İzmir Tabip Odası Başkanı Dr. Lütfi Çamlı, 'Deprem sonrası vaka sayıları iki katına çıktı. İzmir'de koronavirüs salgını kontrolden çıktı' dedi.

Haber Merkezi

İzmir Tabip Odası, deprem sonrası kentteki salgın vakalarının kontrolden çıktığını duyurdu.

'Yoğun bakımlar dolmak üzere'

Tabip Odası Başkanı Dr. Lütfi Çamlı, İzmir'deki pandemi hastaneleri dahil üniversite ve devlet hastanelerinin yoğun bakım ünitelerinin tamamen dolmak üzere olduğunu söylerken, vaka sayılarının söylenenden çok daha fazla olduğunu dile getirdi.
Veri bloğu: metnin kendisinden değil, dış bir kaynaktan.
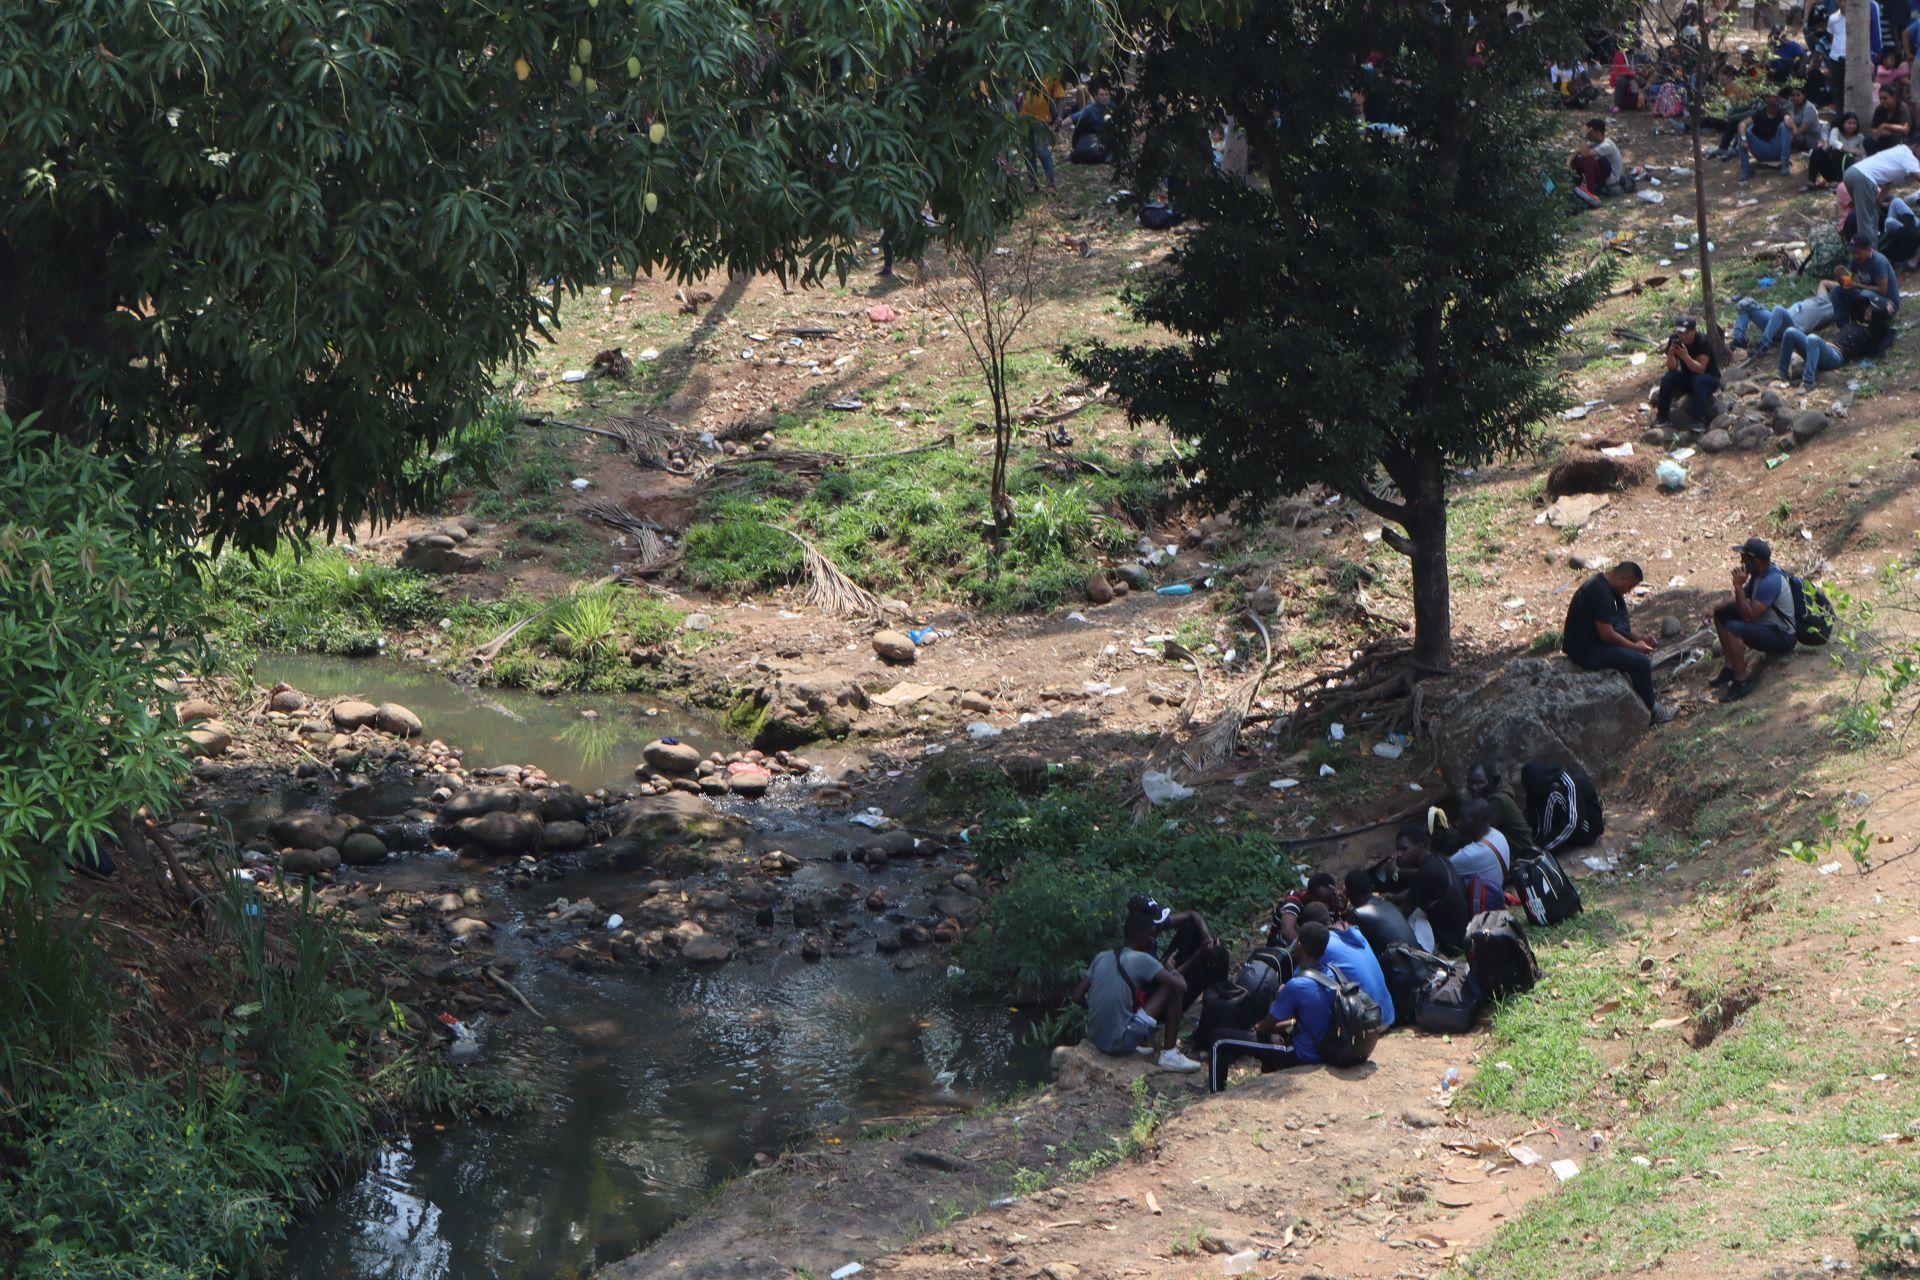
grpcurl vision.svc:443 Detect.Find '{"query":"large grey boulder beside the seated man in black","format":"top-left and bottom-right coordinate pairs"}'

Çamlı, “Yoğun bakımlar dolmak üzere. Hastaneler tamamen pandemi hastanesine dönüştürülüyor. İki gün önce açılan yoğun bakım şu an tamamen dolu. Vaka artışları filyasyonun ve erken izolasyonun yapılmasıyla önlenebilir. İzmir’de günlük test pozitiflik oranları duyumlarımıza göre yüzde 30’lar düzeyine ulaşmıştır. 3 bin, 3 bin 500 kişide test pozitif saptanabilmektedir. Ambulanslar olguları taşımakta zorlanmaktadır” diye konuştu.
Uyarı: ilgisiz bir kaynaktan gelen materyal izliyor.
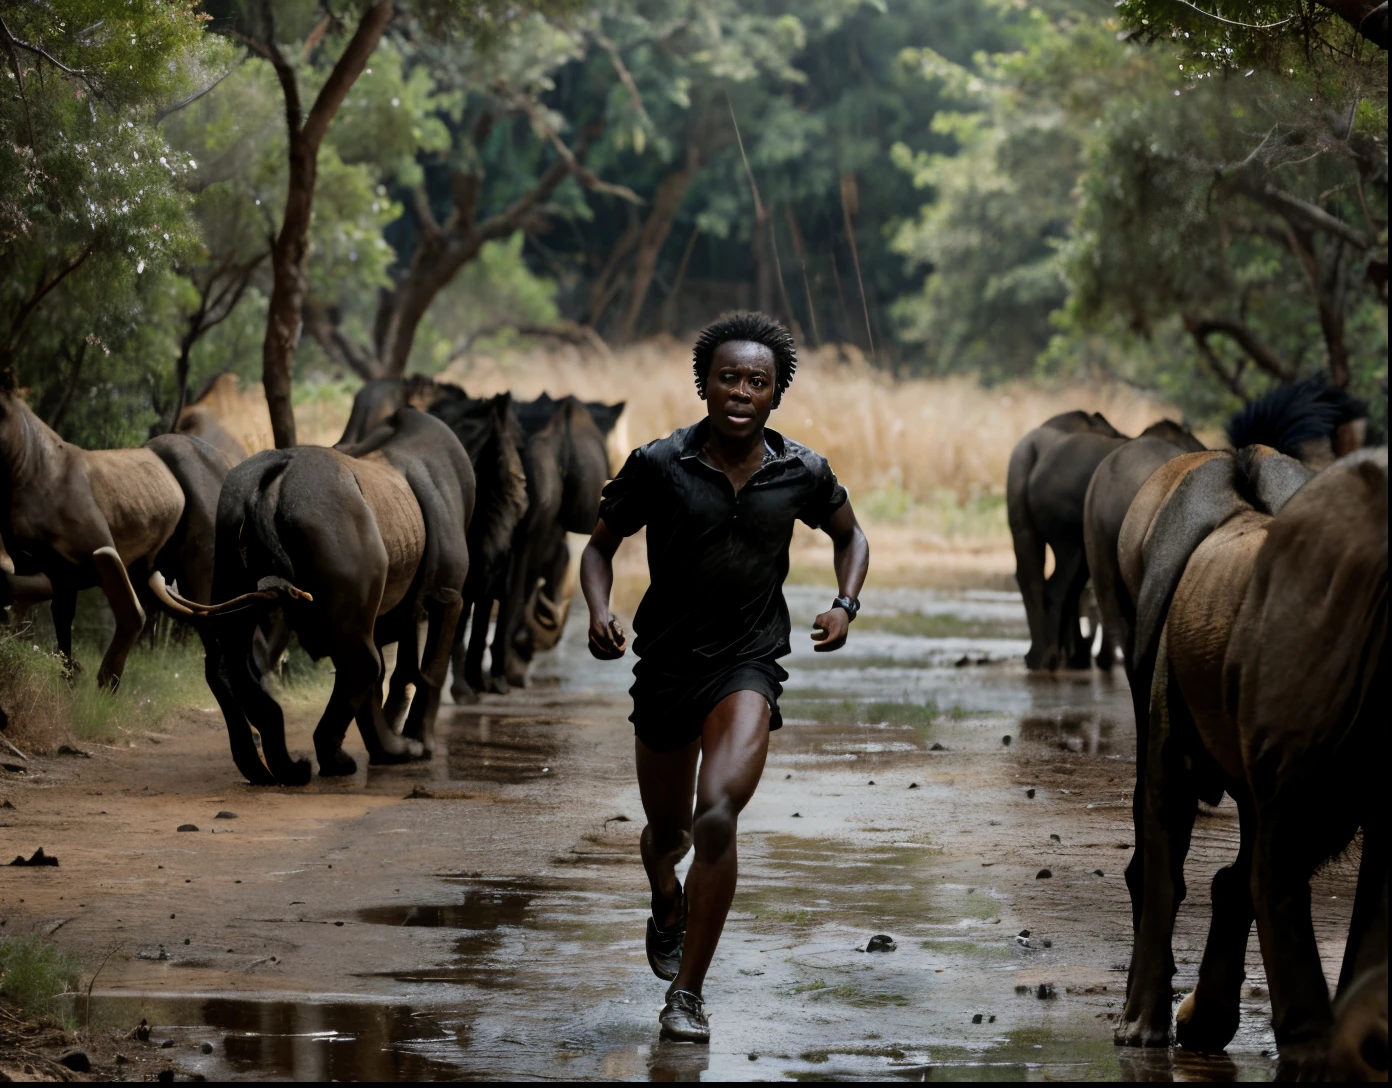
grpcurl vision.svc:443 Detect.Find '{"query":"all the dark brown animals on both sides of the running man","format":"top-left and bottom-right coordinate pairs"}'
top-left (0, 376), bottom-right (1388, 1080)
'Sağlık sistemimizin yanıt verme kapasitesini zorlayan bir noktadayız'

“Sağlık sistemimizin yanıt verme kapasitesini çok zorlayan bir noktadayız. Salgının böyle devam etmesi, hasta sayılarının böyle artması durumunda hiçbir sağlık sisteminin yeterli olamayacağı, çökeceği göz önüne alınmalıdır” diyen Çamlı, şu talepleri sıraladı:

"Genelde Türkiye, özel olarak İzmir’e ait tüm veriler kamuoyu ile şeffaf ve ayrıntılı biçimde paylaşılmalıdır. İl Umumi Hıfzıssıhha Kurulları etkinleştirilmeli ve Tabip Odaları bu kurula dahil edilmelidirler. Bu verilerin ışığında olgu artışını engellemeye yönelik epidemiyolojik çalışmalarla gerekli tedbirler bir an önce alınmalı ve ilk adım olarak 'toplumsal hareketlilik' derhal en etkin biçimde kısıtlanmalıdır. Sahadan alınan verilerin ışığında yapılacak kısıtlama temel, zorunlu ve acil hizmet üreten sektörler dışında çalışma hayatının durdurulması da olmak üzere virüsün yayılmasını azaltacak gerekli bütün önlemler hızla hayata geçirilmelidir. Alınacak önlemler en fazla zarar gören ve görecek dezavantajlı kesimlerin (çalışanlar/dar gelirli, işsiz, yoksullar, kadınlar, çocuklar, engelliler, 65 yaş üstü, sığınmacılar… vd) ekonomik ve sosyal olarak olumsuz etkilenmelerden korunmasını sağlayacak ekonomik ve sosyal destek mekanizmalarının oluşturulmasıyla birlikte/eş zamanlı yürürlüğe konmalı ve denetlenmelidir."